Jurors retired for an 11th day yesterday to consider their verdicts in the year-long fertiliser bomb plot trial at the Old Bailey.

Seven British men were arrested in March 2004, following the discovery of more than half a ton of chemical fertiliser in storage in west London.

The prosecution alleges they were involved in a plot to bomb targets in Britain - including the Bluewater shopping centre in Kent and the Ministry of Sound nightclub in London - and to hit gas and electricity supplies.

The defendants say they did not know what the fertiliser was, they were only interested in sending supplies to fighters in Kashmir and Afghanistan or they were duped.

Four men from Crawley, West Sussex, - Omar Khyam, 25, his brother Shujah Mahmood, 20, Waheed Mahmood, 35, and Jawad Akbar, 23, - deny a charge of conspiring to cause explosions likely to endanger life between January 1, 2003, and March 31, 2004.

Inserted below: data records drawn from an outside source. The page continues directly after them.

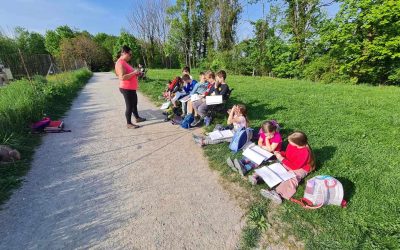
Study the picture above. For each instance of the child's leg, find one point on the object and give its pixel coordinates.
(288, 188)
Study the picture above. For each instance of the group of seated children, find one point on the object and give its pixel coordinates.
(297, 158)
(192, 94)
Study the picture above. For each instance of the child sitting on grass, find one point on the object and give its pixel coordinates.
(188, 85)
(270, 140)
(237, 119)
(299, 159)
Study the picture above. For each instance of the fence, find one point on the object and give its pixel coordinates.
(20, 65)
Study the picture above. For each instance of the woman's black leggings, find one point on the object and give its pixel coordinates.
(130, 97)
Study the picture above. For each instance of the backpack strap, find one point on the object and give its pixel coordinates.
(305, 203)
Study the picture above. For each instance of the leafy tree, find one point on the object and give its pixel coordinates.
(30, 42)
(84, 48)
(54, 38)
(130, 41)
(366, 40)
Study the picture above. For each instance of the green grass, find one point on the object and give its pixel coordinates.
(354, 132)
(23, 102)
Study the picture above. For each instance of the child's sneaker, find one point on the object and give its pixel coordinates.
(271, 195)
(231, 164)
(239, 166)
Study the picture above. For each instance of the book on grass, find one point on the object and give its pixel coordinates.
(165, 105)
(256, 154)
(214, 100)
(223, 134)
(274, 174)
(195, 97)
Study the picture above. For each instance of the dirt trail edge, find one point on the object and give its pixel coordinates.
(104, 186)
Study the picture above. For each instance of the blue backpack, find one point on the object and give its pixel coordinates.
(240, 138)
(189, 118)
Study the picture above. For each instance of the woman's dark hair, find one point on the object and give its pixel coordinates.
(186, 68)
(125, 49)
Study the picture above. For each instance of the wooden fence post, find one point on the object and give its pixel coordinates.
(23, 63)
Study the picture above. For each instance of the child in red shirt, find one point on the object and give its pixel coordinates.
(298, 158)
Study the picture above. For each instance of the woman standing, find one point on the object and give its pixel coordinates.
(128, 86)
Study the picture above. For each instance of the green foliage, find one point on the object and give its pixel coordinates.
(24, 102)
(366, 39)
(130, 41)
(30, 42)
(54, 38)
(353, 130)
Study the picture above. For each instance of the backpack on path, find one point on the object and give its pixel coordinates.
(322, 190)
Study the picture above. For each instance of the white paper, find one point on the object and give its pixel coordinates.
(274, 174)
(256, 154)
(195, 97)
(268, 176)
(165, 105)
(213, 100)
(224, 134)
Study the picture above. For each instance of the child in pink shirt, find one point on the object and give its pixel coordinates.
(270, 140)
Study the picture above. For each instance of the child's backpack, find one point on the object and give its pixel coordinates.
(175, 84)
(322, 190)
(240, 138)
(189, 118)
(40, 125)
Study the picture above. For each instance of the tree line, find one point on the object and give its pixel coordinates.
(295, 38)
(66, 45)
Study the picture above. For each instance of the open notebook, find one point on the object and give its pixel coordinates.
(213, 100)
(274, 174)
(223, 134)
(256, 154)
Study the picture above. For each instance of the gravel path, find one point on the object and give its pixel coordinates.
(104, 186)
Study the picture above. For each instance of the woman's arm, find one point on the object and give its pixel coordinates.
(119, 70)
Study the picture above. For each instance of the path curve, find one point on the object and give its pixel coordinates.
(103, 186)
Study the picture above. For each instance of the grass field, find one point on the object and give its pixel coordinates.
(355, 134)
(23, 102)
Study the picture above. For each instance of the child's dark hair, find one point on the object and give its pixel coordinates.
(270, 126)
(186, 77)
(243, 111)
(186, 68)
(125, 49)
(210, 74)
(300, 138)
(222, 74)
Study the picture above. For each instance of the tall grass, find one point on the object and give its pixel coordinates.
(354, 132)
(24, 102)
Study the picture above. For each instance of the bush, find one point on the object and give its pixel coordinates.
(324, 69)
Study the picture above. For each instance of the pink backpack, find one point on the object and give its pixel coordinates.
(322, 190)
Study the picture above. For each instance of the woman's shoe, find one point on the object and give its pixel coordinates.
(132, 126)
(140, 119)
(271, 195)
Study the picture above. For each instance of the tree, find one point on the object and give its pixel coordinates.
(84, 48)
(30, 42)
(54, 38)
(130, 41)
(366, 40)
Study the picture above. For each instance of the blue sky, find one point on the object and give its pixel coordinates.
(95, 16)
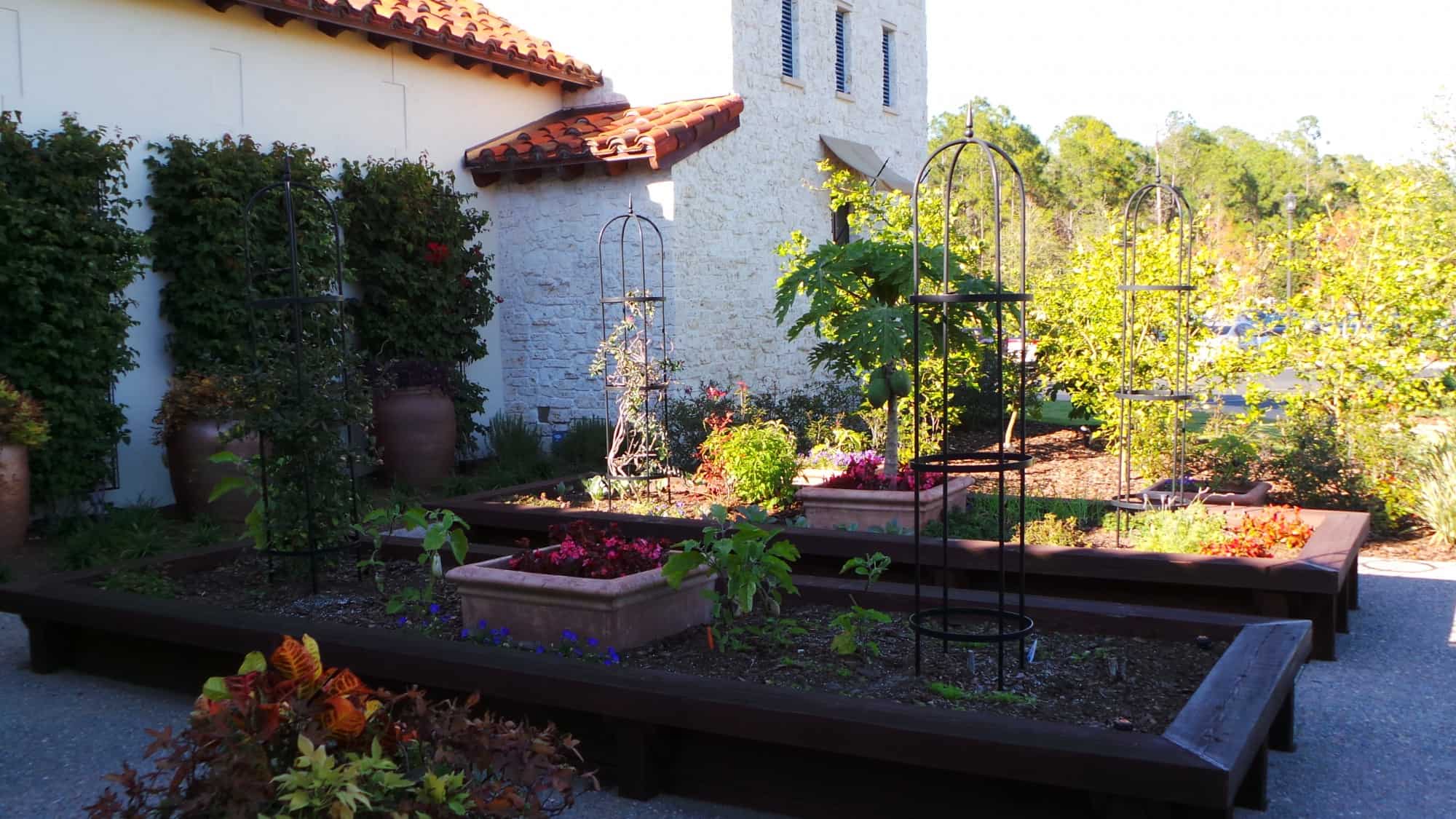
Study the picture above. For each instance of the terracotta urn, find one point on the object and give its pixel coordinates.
(863, 509)
(416, 430)
(15, 496)
(194, 475)
(624, 612)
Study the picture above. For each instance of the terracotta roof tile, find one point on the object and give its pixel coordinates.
(458, 27)
(605, 135)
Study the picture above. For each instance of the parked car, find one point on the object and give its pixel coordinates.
(1241, 333)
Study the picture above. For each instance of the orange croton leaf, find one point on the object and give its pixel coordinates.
(344, 684)
(296, 662)
(343, 719)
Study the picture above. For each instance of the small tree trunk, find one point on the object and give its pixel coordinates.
(893, 436)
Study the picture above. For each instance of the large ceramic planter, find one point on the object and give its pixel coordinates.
(416, 429)
(1257, 494)
(863, 509)
(624, 614)
(15, 496)
(194, 475)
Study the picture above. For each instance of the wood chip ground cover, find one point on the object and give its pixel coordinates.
(1074, 678)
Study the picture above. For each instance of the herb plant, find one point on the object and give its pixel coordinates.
(442, 528)
(746, 557)
(870, 567)
(758, 461)
(1190, 529)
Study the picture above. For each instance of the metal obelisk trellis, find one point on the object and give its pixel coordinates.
(947, 622)
(1133, 389)
(301, 311)
(637, 296)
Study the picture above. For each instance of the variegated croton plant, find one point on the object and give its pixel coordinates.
(289, 736)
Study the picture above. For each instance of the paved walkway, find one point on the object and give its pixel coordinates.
(1377, 729)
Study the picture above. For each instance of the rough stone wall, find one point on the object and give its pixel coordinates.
(739, 199)
(548, 276)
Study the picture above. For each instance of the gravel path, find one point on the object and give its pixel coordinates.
(1377, 729)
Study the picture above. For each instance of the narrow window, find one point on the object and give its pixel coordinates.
(842, 52)
(887, 84)
(787, 39)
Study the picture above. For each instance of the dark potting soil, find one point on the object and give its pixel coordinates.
(1072, 678)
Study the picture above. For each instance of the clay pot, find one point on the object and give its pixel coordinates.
(15, 496)
(416, 429)
(194, 475)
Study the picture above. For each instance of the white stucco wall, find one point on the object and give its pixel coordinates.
(159, 68)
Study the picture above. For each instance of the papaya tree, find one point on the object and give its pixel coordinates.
(858, 305)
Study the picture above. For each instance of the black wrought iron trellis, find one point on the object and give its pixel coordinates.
(640, 302)
(296, 305)
(947, 622)
(1132, 389)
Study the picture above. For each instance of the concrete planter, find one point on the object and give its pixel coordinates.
(1257, 494)
(826, 507)
(624, 614)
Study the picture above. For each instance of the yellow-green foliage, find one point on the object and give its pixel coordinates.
(759, 461)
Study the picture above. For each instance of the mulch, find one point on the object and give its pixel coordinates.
(1074, 678)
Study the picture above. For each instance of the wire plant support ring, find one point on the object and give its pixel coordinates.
(636, 381)
(1136, 394)
(968, 624)
(309, 334)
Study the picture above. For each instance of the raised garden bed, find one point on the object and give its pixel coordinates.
(660, 729)
(1253, 494)
(1321, 583)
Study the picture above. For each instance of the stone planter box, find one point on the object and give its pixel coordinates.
(622, 614)
(826, 507)
(1257, 494)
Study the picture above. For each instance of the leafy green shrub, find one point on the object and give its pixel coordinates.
(66, 260)
(414, 244)
(1189, 529)
(1227, 459)
(758, 461)
(1313, 459)
(585, 443)
(745, 557)
(1436, 503)
(1052, 531)
(513, 439)
(139, 582)
(199, 191)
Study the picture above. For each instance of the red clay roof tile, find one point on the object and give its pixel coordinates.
(606, 135)
(458, 27)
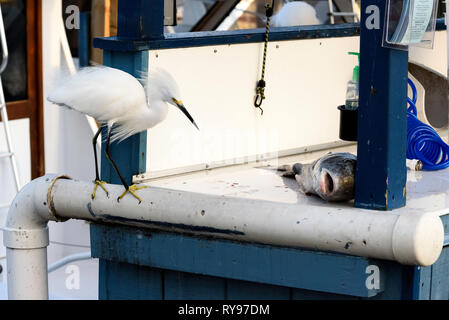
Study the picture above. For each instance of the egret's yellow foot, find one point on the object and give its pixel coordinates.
(101, 185)
(131, 190)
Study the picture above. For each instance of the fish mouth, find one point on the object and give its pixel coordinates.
(327, 184)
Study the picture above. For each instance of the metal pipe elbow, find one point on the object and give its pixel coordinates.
(27, 221)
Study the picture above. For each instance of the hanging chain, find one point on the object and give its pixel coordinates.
(260, 89)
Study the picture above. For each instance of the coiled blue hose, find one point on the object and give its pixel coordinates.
(423, 142)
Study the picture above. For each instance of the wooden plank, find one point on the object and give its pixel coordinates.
(122, 281)
(440, 277)
(244, 290)
(296, 268)
(187, 286)
(382, 131)
(83, 39)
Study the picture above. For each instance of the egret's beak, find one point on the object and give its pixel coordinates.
(181, 107)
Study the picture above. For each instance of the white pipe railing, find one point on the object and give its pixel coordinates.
(413, 238)
(69, 259)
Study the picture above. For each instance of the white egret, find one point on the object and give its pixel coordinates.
(296, 13)
(118, 100)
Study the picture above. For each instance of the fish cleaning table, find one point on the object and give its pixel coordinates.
(249, 234)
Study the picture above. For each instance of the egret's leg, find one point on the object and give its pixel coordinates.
(128, 188)
(97, 181)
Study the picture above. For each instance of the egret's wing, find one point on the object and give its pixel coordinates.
(100, 92)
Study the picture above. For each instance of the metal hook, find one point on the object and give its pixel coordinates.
(258, 102)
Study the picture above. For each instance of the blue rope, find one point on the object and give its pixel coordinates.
(423, 142)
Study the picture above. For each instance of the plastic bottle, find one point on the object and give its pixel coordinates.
(352, 91)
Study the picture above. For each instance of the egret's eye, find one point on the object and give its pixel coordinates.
(179, 103)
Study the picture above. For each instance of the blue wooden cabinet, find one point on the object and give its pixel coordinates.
(145, 264)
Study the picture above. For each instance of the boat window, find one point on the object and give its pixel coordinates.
(14, 77)
(211, 15)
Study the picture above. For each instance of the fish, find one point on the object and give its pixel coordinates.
(330, 177)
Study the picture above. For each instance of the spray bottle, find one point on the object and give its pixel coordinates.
(352, 92)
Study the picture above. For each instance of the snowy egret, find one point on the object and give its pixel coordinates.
(119, 101)
(297, 13)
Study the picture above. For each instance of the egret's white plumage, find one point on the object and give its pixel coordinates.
(296, 13)
(118, 100)
(114, 97)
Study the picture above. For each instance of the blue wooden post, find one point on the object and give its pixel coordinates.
(83, 40)
(382, 135)
(137, 20)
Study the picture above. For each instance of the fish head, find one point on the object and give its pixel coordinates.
(336, 178)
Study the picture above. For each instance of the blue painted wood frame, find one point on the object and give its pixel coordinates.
(382, 134)
(83, 40)
(145, 264)
(263, 264)
(137, 20)
(208, 38)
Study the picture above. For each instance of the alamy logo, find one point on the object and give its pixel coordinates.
(373, 19)
(73, 20)
(72, 282)
(373, 280)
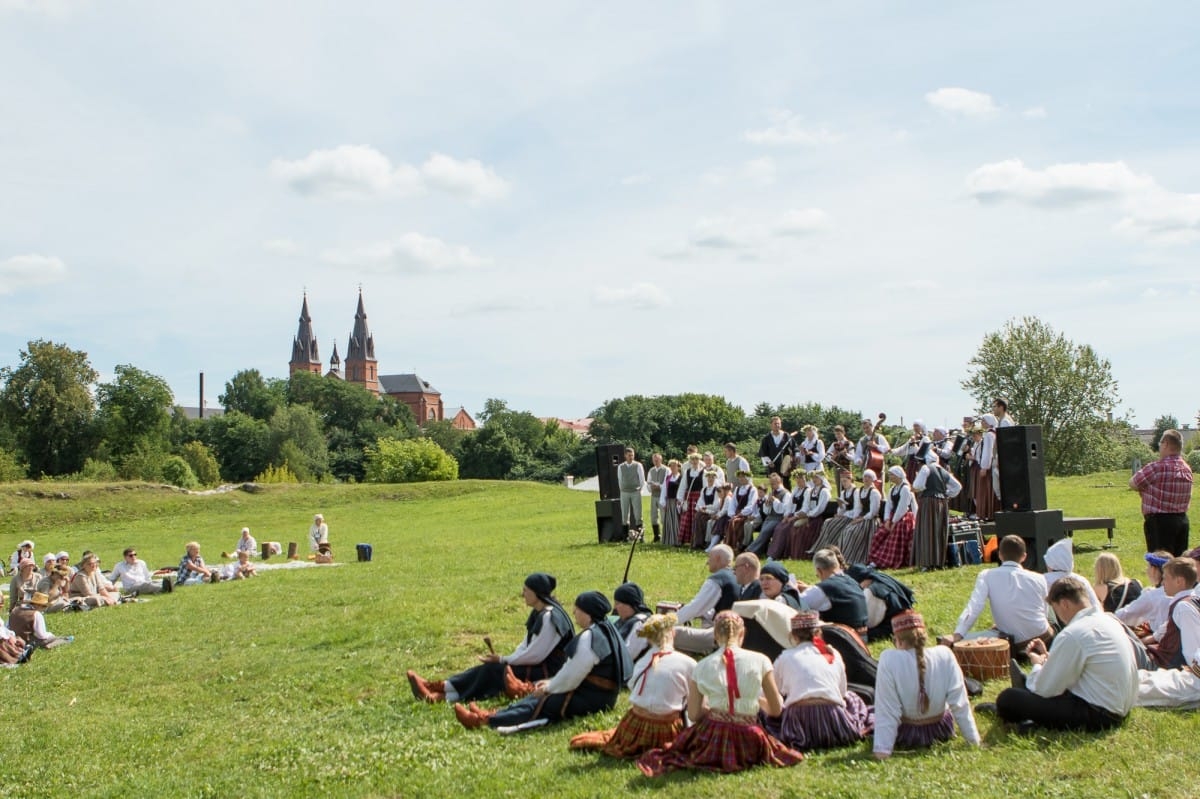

Anthony Garcia, 25, of Barkingside, east London, Nabeel Hussain, 21, of Horley, Surrey, and Salahuddin Amin, 32, of Luton, Bedfordshire, also deny the charge.

Khyam, Garcia and Hussain also deny a charge under the Terrorism Act of possessing 1,300lb (600kg) of ammonium nitrate fertiliser for terrorism.

Khyam and Shujah Mahmood deny possessing aluminium powder for terrorism.